Is the idea of an “M” assuming the role of a facilitator in mature fields based on American cultural values? Could it be that such a role would not be seen as desirable in many host cultures?

This disturbing question hit me as I listened to the recent Missio Nexus webinar led by Craig Ott on “Teaching and Learning Across Cultures” (Webinar: Teaching and Learning Across Cultures - Missio Nexus). He suggested that most Americans value a facilitative education in which teachers facilitate a learning process in which learners actively process information and discover knowledge for themselves. That value conflicts directly with beliefs about education in many parts of the world that value the teacher as the expert who delivers knowledge to learners who passively receive information from the teacher and try to master it. The difference in world views is illustrated from his handout below.

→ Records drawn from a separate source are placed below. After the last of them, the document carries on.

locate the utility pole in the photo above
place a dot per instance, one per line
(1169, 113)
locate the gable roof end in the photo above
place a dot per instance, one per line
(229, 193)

Any American who has tried to teach in a culture more collectivistic than our own (virtually everywhere in the world) easily relates to Ott’s observations and knows the frustration of trying to get learners to engage in the process when they are expecting simply to receive the wisdom coming from the teacher. Ott’s webinar then offers some suggestions for increasing student engagement but fails to dig into what we should do about the conflicting values.

GP has been promoting the facilitator role as the preferred approach for M’s in phase 4/5 fields. But have we simply been promoting an American value and ignoring how host cultures would have us to position ourselves? What is the alternative?

I’ve only questions right now. I’m hoping you have some answers.